Сев около окна, я попыталась в уже неясном ночном свете рассмотреть повреждения – и поняла, что платье только больше расползлось, став похоже на извалянного в грязи цыпленка. Такого, который только-только выбрался из скорлупы, еще мокрый и ярко-желтый, и тут же вляпался в зелено-коричневую коровью лепешку.
Снова всхлипывая, я бездумно сидела и глядела в окно. Из того крыла, где находился зал для маскарада, доносились звуки музыки – сейчас, должно быть, уже закончили сложные па придворного менуэта, и начали более свободный и менее требовательный вальс.
Интересно, кого пригласил Валлар Танн?
Дверь чуть скрипнула, когда в нее прошла Кати.
– Джой, вот ты где! – громким шепотом сказала она. – А я принесла тебе кое-что.
Она держала в руках крошечный поднос с бокалами и блюдечком, на котором лежали кусочки десертов: пирожные, торт, печенье.
– Мне так жаль, Джой. На этом балу ужасно скучно. И никто не знает, кем оделся Валлар Танн. Определить его сходу не смогли – слишком много наставников прибыло вместе с учениками, и они тоже, по традиции, принимают участие в танцах.
Она подняла один из бокалов и протянула мне. Второй взяла сама и, чокнувшись со мной, пригубила напиток. Я тоже глотнула.

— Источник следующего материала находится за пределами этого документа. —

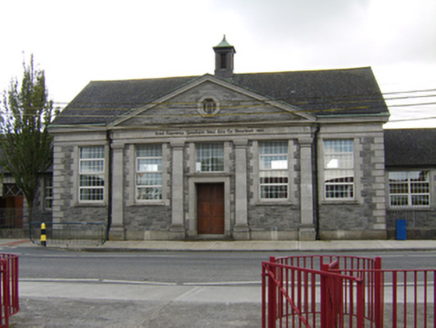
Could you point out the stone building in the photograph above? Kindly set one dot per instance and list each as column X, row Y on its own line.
column 288, row 155
column 410, row 159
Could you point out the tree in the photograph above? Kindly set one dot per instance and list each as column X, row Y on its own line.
column 26, row 146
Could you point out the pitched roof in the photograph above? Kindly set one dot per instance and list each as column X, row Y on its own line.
column 324, row 92
column 410, row 147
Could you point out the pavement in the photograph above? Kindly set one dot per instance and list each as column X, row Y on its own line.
column 106, row 303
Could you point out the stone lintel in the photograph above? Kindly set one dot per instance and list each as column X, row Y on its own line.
column 306, row 232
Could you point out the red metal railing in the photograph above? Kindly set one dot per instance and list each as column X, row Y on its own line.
column 9, row 301
column 344, row 291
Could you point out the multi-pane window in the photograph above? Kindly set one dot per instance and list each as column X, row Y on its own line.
column 48, row 193
column 209, row 106
column 91, row 174
column 209, row 157
column 273, row 169
column 149, row 172
column 410, row 188
column 338, row 169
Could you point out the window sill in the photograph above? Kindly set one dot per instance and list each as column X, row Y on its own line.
column 90, row 204
column 411, row 208
column 284, row 202
column 340, row 202
column 150, row 203
column 208, row 174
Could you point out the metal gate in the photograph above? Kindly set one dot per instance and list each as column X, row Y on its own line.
column 343, row 291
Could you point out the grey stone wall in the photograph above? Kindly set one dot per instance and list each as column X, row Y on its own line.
column 64, row 207
column 267, row 217
column 138, row 217
column 363, row 218
column 420, row 222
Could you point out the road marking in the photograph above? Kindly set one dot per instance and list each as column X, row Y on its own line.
column 133, row 282
column 222, row 283
column 59, row 280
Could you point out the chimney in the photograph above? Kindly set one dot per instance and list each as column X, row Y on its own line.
column 224, row 53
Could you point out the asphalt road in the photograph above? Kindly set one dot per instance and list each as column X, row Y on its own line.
column 175, row 267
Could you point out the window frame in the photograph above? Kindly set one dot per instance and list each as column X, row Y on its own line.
column 48, row 193
column 199, row 163
column 204, row 101
column 277, row 173
column 342, row 168
column 101, row 174
column 409, row 194
column 148, row 172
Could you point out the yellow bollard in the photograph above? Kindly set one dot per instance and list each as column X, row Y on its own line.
column 43, row 235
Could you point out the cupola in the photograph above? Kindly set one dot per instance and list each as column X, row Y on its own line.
column 224, row 53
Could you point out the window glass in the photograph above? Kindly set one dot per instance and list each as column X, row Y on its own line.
column 91, row 173
column 273, row 169
column 48, row 193
column 409, row 188
column 338, row 169
column 149, row 172
column 209, row 157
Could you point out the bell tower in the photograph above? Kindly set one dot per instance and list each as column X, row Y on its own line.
column 224, row 53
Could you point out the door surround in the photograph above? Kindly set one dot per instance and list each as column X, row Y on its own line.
column 192, row 206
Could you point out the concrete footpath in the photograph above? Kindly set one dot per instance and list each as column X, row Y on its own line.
column 106, row 303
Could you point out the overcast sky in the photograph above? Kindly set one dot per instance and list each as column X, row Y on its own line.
column 83, row 40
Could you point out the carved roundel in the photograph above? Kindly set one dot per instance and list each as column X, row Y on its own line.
column 208, row 106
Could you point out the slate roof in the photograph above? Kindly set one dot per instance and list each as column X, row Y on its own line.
column 323, row 92
column 410, row 148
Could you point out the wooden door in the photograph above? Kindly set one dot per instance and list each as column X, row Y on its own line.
column 210, row 208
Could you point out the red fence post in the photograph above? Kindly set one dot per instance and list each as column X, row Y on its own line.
column 272, row 299
column 360, row 304
column 324, row 297
column 378, row 294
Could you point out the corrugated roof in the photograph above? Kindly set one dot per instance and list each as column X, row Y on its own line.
column 324, row 92
column 410, row 147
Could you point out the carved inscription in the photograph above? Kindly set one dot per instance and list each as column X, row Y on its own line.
column 208, row 132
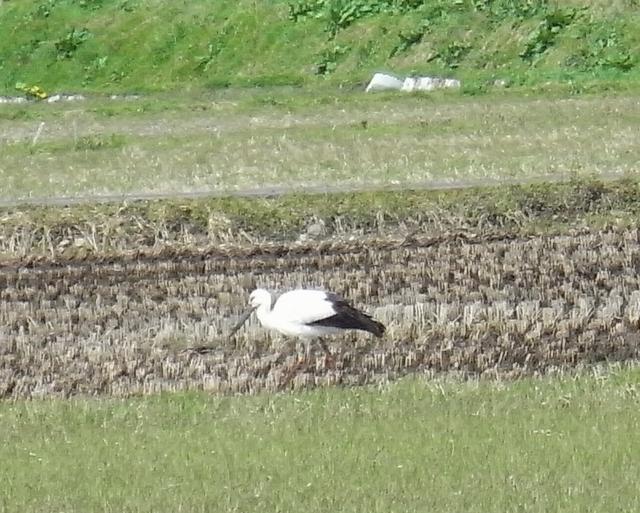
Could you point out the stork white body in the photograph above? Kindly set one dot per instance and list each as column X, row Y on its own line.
column 308, row 314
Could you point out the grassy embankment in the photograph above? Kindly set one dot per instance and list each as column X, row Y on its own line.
column 150, row 45
column 564, row 444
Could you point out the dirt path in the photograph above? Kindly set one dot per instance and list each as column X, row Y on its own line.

Шипящие пузырьки ударили в нёбо, застрекотали в носу и я едва удержалась от чихания.
– Что это?! – удивилась я.
Кати глотнула еще, а на ее лице расплылась довольная улыбка.
– Ты никогда не пробовала? Это игристое с виноградников моего отца. Он прислал сюда к выпускному несколько бутылок.
– Откуда мне такое пробовать, Кати?
Мне родители такого точно не позволяли. Разве что разбавленное водой до полной прозрачности красное. Но оно без разбавления слишком кислое, чтобы его пить. И уж точно в нем нет никаких пузырьков!
– Ладно, ты тогда пей, а я пойду, меня на следующий танец пригласил… а, неважно. Все будет хорошо, Джой. Будут еще балы и маскарады.
Она выскользнула за дверь, а я осталась сидеть, делая медленные глотки из бокала. От вина по телу разливалось приятное тепло, и жизнь уже не казалась такой отчаянно-отвратительной.
Мне остро захотелось оказаться там, где яркие огни и музыка.
А ведь я могу смастерить себе маскарадный костюм прямо из ничего. Маска у меня есть, а в сушильном шкафу нашелся серо-голубой монастырский балахон, из тех, что носят послушницы и монахини. С глубоким капюшоном.
Я отпорола яркое кружево с черного бархата маски, затем стянула промокшую форму и уже раздумывала, надевать ли нижнее платье под балахон, как от окна донеслись мужские голоса.
– Она должна быть здесь, – утверждал громкий, чуть пьяный, надтреснутый бас. Незнакомый.
– А может не стоит? Нас ведь накажут, если что-то пойдет не так… – отвечал ему высокий трусливый тенор. Наверняка его обладатель еще и по комплекции задохлик. И тоже незнакомый.
– Не важно. Если все пройдет как надо, то у нее не будет выбора. Или замужество, или позор на весь свет. А у моего отца еще сыновья есть, и если я не сделаю этого, он отправит меня сюда же. Уже учителем-монахом.
Я замерла без движения. Голоса приближались к прачечной, и вскоре скрипнула входная дверь со стороны двора, а приближающиеся парни – тут не было никаких сомнений – завернули в коридор, ведущий сюда.
– Так, вы двое держите ее, а я... ну, сами понимаете. И не дай вам боги проболтаться хоть кому-то. Голову оторву! Эта сучка вар Зения должна выйти за меня. Иначе мой папаша с ума сойдет, если баронство...
“Сучка вар Зения” – это они про меня. И что они собрались делать, я тоже примерно догадываюсь. Замуж принудительно выходят или по приказу отца, или если поймали с поличным. А этот незнакомец еще и свидетелей притащил, и явно не для того, чтобы выслушать мой отказ.
Я подхватила балахон, сунула свои тряпки и погибшее платье в тазик, а тазик – в сушильный шкаф, и выскользнула в другую дверь. Ту, что вела во внутренние помещения монастыря.
И едва успела прикрыть ее за собой, как входная дверь распахнулась от пинка.